For autoimmune diseases--any combination of aches/pains/rashes---but not necessarily infections-- should be part of the history.

And for the Diflucan--i have no idea. They must have cultured yeast from somewhere--sputum, mouth, urine, blood. (if they cultured it from blood she'd be in the hospital)



(nicedream) said:
Ok finally got a call back from the secretary at the Drs office today. Apparently there is no mycoplasma infection, but a chlamydia infection (not the STD) and 2 other viruses. To which I responded "but chlamydia is a bacterium not a virus, why isnt she being treated with abx?" Secretary: "no it is the viral type of chlamydia" Me: "im pretty sure theres no viral type, chlamydia is a bacterial organism" Her: "Dr. XXXX says its viral" Me: "well that doesnt make sense" Her: "Have you done an IM residency and 3 year AI fellowship and practiced AI for 40 years?" Me: "no" Her: "well Dr. XXXX knows what hes doing"

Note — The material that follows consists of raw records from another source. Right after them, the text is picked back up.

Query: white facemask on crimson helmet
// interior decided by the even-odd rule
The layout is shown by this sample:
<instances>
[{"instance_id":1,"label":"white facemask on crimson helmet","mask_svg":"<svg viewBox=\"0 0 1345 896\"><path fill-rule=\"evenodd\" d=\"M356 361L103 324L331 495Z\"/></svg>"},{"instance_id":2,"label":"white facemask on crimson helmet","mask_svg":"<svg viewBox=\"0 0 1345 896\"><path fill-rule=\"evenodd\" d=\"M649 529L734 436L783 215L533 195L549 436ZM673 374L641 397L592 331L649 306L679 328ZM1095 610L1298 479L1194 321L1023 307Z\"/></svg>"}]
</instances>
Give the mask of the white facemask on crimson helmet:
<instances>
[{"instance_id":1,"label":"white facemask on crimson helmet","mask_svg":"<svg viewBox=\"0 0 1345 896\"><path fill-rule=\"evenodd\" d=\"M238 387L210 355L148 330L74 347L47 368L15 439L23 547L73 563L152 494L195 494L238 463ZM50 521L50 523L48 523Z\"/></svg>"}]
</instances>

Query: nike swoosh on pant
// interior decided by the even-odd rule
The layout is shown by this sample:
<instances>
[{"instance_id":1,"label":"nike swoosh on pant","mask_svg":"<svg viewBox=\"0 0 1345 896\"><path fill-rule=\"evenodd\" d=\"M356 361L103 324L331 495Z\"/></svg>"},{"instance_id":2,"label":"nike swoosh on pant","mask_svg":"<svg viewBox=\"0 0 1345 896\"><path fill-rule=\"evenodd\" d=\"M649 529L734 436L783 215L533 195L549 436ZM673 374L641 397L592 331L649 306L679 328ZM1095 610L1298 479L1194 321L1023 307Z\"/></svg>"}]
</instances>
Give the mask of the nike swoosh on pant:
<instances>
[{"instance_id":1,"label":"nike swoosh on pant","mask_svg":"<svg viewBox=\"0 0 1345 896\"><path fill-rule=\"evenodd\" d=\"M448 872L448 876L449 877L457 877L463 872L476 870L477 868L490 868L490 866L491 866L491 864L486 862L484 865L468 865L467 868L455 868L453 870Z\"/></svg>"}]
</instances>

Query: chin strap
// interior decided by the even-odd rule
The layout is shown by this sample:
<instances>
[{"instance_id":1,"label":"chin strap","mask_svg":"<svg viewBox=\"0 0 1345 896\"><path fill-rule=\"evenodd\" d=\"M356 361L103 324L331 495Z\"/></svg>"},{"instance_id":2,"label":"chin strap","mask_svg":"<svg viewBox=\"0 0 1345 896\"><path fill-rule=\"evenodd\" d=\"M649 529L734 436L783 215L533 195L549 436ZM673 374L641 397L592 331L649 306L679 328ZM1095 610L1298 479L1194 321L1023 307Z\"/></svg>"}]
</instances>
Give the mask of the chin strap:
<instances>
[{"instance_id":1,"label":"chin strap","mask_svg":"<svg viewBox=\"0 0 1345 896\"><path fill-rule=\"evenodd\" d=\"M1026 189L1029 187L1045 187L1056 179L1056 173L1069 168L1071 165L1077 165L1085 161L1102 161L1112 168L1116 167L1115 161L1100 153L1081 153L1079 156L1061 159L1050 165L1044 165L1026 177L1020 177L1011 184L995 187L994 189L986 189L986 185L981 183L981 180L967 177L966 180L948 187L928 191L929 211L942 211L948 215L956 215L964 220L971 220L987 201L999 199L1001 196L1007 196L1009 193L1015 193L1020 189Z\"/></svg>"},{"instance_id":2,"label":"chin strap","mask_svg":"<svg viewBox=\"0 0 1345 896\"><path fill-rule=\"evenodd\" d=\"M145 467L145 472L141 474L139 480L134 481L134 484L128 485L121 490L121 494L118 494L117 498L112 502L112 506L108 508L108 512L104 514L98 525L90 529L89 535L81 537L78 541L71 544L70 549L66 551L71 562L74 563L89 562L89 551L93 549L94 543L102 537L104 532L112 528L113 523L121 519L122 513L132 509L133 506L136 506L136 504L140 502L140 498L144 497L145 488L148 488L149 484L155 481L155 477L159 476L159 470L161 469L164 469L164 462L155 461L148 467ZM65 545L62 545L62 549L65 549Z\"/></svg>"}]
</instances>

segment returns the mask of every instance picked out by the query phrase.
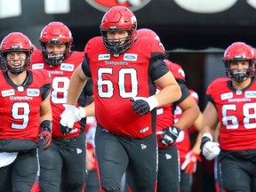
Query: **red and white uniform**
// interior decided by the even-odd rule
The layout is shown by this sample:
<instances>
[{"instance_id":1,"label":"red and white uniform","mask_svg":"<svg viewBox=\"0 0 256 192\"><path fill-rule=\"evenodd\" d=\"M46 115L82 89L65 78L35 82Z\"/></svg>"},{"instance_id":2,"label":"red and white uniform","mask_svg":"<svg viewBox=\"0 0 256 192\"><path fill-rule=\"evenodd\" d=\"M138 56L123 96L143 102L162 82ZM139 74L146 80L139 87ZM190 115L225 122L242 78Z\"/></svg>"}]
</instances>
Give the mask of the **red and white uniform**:
<instances>
[{"instance_id":1,"label":"red and white uniform","mask_svg":"<svg viewBox=\"0 0 256 192\"><path fill-rule=\"evenodd\" d=\"M97 122L95 116L87 116L86 117L86 126L85 126L85 134L86 134L86 148L88 150L94 150L94 138L96 132ZM93 157L95 158L95 152L93 153ZM97 162L93 163L93 169L98 169Z\"/></svg>"},{"instance_id":2,"label":"red and white uniform","mask_svg":"<svg viewBox=\"0 0 256 192\"><path fill-rule=\"evenodd\" d=\"M8 151L7 146L11 143L8 141L5 146L4 142L15 139L20 140L20 145L12 145L12 148L20 150L36 148L35 146L27 146L26 141L22 143L22 140L34 141L36 145L38 142L40 106L43 101L41 88L50 86L51 77L44 70L28 70L28 76L26 84L17 86L5 72L0 73L0 150Z\"/></svg>"},{"instance_id":3,"label":"red and white uniform","mask_svg":"<svg viewBox=\"0 0 256 192\"><path fill-rule=\"evenodd\" d=\"M106 50L102 37L98 36L87 43L84 52L89 58L89 68L92 75L98 124L120 136L144 138L150 135L156 129L152 124L152 112L143 116L138 116L131 107L130 99L155 94L156 85L153 81L168 72L166 68L164 75L153 72L155 79L150 79L151 74L148 74L150 68L154 68L149 63L152 52L164 54L159 42L139 39L132 48L114 57ZM83 66L84 72L86 67ZM159 76L156 76L156 73L159 73ZM84 74L91 76L86 71Z\"/></svg>"},{"instance_id":4,"label":"red and white uniform","mask_svg":"<svg viewBox=\"0 0 256 192\"><path fill-rule=\"evenodd\" d=\"M256 82L243 91L231 88L231 80L218 78L209 86L209 95L221 122L220 146L223 150L256 148Z\"/></svg>"},{"instance_id":5,"label":"red and white uniform","mask_svg":"<svg viewBox=\"0 0 256 192\"><path fill-rule=\"evenodd\" d=\"M194 90L189 90L190 94L194 97L196 102L198 102L198 94ZM174 111L174 122L178 122L182 115L182 109L177 106ZM195 129L194 125L188 129L183 130L180 132L178 139L176 140L176 146L179 149L180 164L182 164L186 159L186 155L191 149L190 139L189 139L189 129Z\"/></svg>"},{"instance_id":6,"label":"red and white uniform","mask_svg":"<svg viewBox=\"0 0 256 192\"><path fill-rule=\"evenodd\" d=\"M73 52L65 62L54 68L51 68L44 62L42 51L34 52L32 57L32 69L45 69L51 74L52 82L51 88L51 105L52 110L52 138L64 138L60 132L60 114L64 111L63 104L67 101L68 88L72 73L84 60L83 52ZM81 132L79 122L74 124L70 133L67 133L65 138L76 137Z\"/></svg>"}]
</instances>

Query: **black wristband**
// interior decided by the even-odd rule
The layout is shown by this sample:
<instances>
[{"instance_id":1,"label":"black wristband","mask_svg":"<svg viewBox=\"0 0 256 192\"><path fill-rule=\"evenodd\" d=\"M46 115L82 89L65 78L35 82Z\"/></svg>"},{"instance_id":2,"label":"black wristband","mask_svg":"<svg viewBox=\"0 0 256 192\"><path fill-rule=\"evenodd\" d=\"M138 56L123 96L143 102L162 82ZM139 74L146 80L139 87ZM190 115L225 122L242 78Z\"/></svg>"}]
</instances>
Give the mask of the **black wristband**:
<instances>
[{"instance_id":1,"label":"black wristband","mask_svg":"<svg viewBox=\"0 0 256 192\"><path fill-rule=\"evenodd\" d=\"M203 146L208 142L208 141L212 141L211 139L207 136L204 136L201 140L201 145L200 145L200 149L201 151L203 151Z\"/></svg>"},{"instance_id":2,"label":"black wristband","mask_svg":"<svg viewBox=\"0 0 256 192\"><path fill-rule=\"evenodd\" d=\"M44 120L40 124L40 127L42 131L47 130L48 132L52 132L52 121Z\"/></svg>"}]
</instances>

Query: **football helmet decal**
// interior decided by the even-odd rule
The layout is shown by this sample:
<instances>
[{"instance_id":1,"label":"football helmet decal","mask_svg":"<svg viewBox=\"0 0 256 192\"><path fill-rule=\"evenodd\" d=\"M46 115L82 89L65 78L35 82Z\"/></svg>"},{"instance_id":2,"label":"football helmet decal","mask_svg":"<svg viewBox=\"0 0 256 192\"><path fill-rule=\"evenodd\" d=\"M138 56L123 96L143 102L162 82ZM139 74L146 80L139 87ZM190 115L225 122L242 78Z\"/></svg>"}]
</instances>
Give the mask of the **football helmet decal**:
<instances>
[{"instance_id":1,"label":"football helmet decal","mask_svg":"<svg viewBox=\"0 0 256 192\"><path fill-rule=\"evenodd\" d=\"M0 49L2 70L9 70L12 73L21 73L27 70L28 67L31 64L30 56L33 52L32 44L28 37L22 33L10 33L3 39ZM22 60L20 60L20 67L12 67L10 64L11 60L8 60L6 58L7 53L12 52L23 52L26 53L27 58L23 66L21 65Z\"/></svg>"},{"instance_id":2,"label":"football helmet decal","mask_svg":"<svg viewBox=\"0 0 256 192\"><path fill-rule=\"evenodd\" d=\"M62 22L53 21L50 22L43 28L39 42L42 46L42 53L44 61L50 66L54 67L61 64L70 55L73 36L66 25ZM54 54L54 52L46 50L46 44L65 44L66 50L60 53ZM49 54L53 56L50 57Z\"/></svg>"},{"instance_id":3,"label":"football helmet decal","mask_svg":"<svg viewBox=\"0 0 256 192\"><path fill-rule=\"evenodd\" d=\"M103 16L100 28L108 51L114 55L119 55L133 45L137 32L137 20L127 7L114 6ZM108 31L124 30L128 31L128 36L125 37L124 44L121 43L121 39L113 40L107 36Z\"/></svg>"}]
</instances>

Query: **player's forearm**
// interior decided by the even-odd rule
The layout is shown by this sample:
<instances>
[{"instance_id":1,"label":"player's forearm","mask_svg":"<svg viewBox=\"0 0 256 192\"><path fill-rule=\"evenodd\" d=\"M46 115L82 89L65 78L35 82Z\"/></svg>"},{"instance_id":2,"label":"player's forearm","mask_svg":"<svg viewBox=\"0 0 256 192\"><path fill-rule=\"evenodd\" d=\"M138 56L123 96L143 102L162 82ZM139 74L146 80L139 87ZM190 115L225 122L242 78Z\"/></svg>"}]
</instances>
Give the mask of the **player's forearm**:
<instances>
[{"instance_id":1,"label":"player's forearm","mask_svg":"<svg viewBox=\"0 0 256 192\"><path fill-rule=\"evenodd\" d=\"M83 71L78 67L71 76L68 91L67 104L75 105L76 103L86 84L87 79L85 77L82 78L81 73L83 73Z\"/></svg>"},{"instance_id":2,"label":"player's forearm","mask_svg":"<svg viewBox=\"0 0 256 192\"><path fill-rule=\"evenodd\" d=\"M198 132L195 145L193 146L191 150L194 151L196 154L199 155L201 153L200 145L201 145L201 132Z\"/></svg>"},{"instance_id":3,"label":"player's forearm","mask_svg":"<svg viewBox=\"0 0 256 192\"><path fill-rule=\"evenodd\" d=\"M84 108L84 110L85 111L85 116L95 116L95 105L94 105L94 101L92 103L91 103L88 106L85 106Z\"/></svg>"}]
</instances>

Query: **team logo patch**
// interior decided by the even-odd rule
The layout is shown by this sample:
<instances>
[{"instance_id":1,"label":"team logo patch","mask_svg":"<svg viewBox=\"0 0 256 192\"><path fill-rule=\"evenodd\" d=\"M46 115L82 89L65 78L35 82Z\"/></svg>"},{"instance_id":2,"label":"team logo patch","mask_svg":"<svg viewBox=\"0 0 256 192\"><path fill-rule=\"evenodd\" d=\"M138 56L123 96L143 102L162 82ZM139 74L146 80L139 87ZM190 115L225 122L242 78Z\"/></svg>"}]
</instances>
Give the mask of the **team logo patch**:
<instances>
[{"instance_id":1,"label":"team logo patch","mask_svg":"<svg viewBox=\"0 0 256 192\"><path fill-rule=\"evenodd\" d=\"M140 133L144 133L144 132L148 132L148 130L149 130L148 127L145 127L144 129L140 130Z\"/></svg>"},{"instance_id":2,"label":"team logo patch","mask_svg":"<svg viewBox=\"0 0 256 192\"><path fill-rule=\"evenodd\" d=\"M39 96L40 91L39 89L28 89L27 95L31 97Z\"/></svg>"},{"instance_id":3,"label":"team logo patch","mask_svg":"<svg viewBox=\"0 0 256 192\"><path fill-rule=\"evenodd\" d=\"M98 60L110 60L110 54L99 54Z\"/></svg>"},{"instance_id":4,"label":"team logo patch","mask_svg":"<svg viewBox=\"0 0 256 192\"><path fill-rule=\"evenodd\" d=\"M42 69L44 68L44 63L36 63L32 65L32 69Z\"/></svg>"},{"instance_id":5,"label":"team logo patch","mask_svg":"<svg viewBox=\"0 0 256 192\"><path fill-rule=\"evenodd\" d=\"M245 98L256 98L256 92L255 91L247 91L244 93Z\"/></svg>"},{"instance_id":6,"label":"team logo patch","mask_svg":"<svg viewBox=\"0 0 256 192\"><path fill-rule=\"evenodd\" d=\"M14 92L14 90L12 89L12 90L2 91L1 94L2 94L2 97L8 97L8 96L11 96L11 95L14 95L15 92Z\"/></svg>"},{"instance_id":7,"label":"team logo patch","mask_svg":"<svg viewBox=\"0 0 256 192\"><path fill-rule=\"evenodd\" d=\"M220 95L220 100L228 100L233 98L233 92L226 92Z\"/></svg>"},{"instance_id":8,"label":"team logo patch","mask_svg":"<svg viewBox=\"0 0 256 192\"><path fill-rule=\"evenodd\" d=\"M124 60L137 61L137 54L125 53L124 55Z\"/></svg>"},{"instance_id":9,"label":"team logo patch","mask_svg":"<svg viewBox=\"0 0 256 192\"><path fill-rule=\"evenodd\" d=\"M141 9L151 0L85 0L89 4L101 12L107 12L109 8L116 5L128 7L132 12Z\"/></svg>"},{"instance_id":10,"label":"team logo patch","mask_svg":"<svg viewBox=\"0 0 256 192\"><path fill-rule=\"evenodd\" d=\"M62 63L60 65L60 70L74 71L74 65L73 64Z\"/></svg>"}]
</instances>

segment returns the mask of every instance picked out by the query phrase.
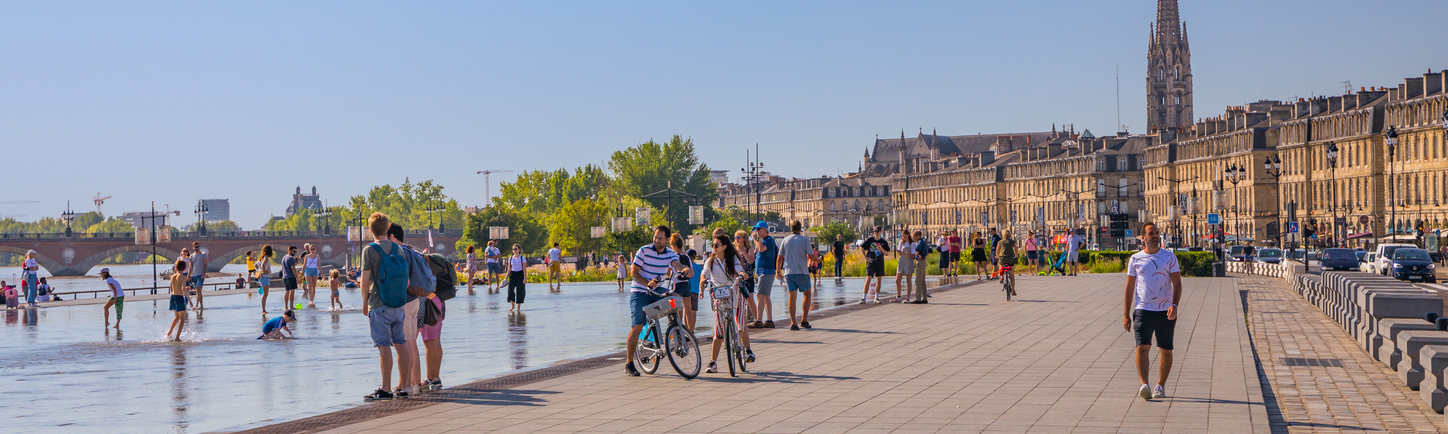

Ok, so has anyone heard of a Chlamydia virus???? All she's on is diflucan because apparently her normal flora is "out of control" - and painkillers for her chest pain caused by the infections. She "will get a lot worse before she gets better"
 
Are you sure they said and meant "Chlamydia" and not Candida. You are correct that Chlamydia or Chlamydophila (a new genus designation including the former Chlamydia pneumoniae and Chlamydia psittaci which I would suspect she would be infected with if she has a respiratory infection) are bacterial organisms (they are obligate intracellular parasites like viruses though but they are bacteria). She could also be infected with Chlamydia trachomatis which also infects the respiratory tract amd it is also bacterial. Diflucan (Flucanazole) is an antifungal. Therefore, I would assume that the patient might be infected with Candida albicans or one of the other Candida species (Flucanazole is commonly used to treat Candida albicans ). Flucanazole inhibits the synthesis of ergosterol which is important in the formation of membrane sterols in Fungus. I am trying to remember back to my pharmacology or medical micro class in graduate school but I do not believe this is an important pathway for bacteria so I think it definitely makes more sense that it would be Candida.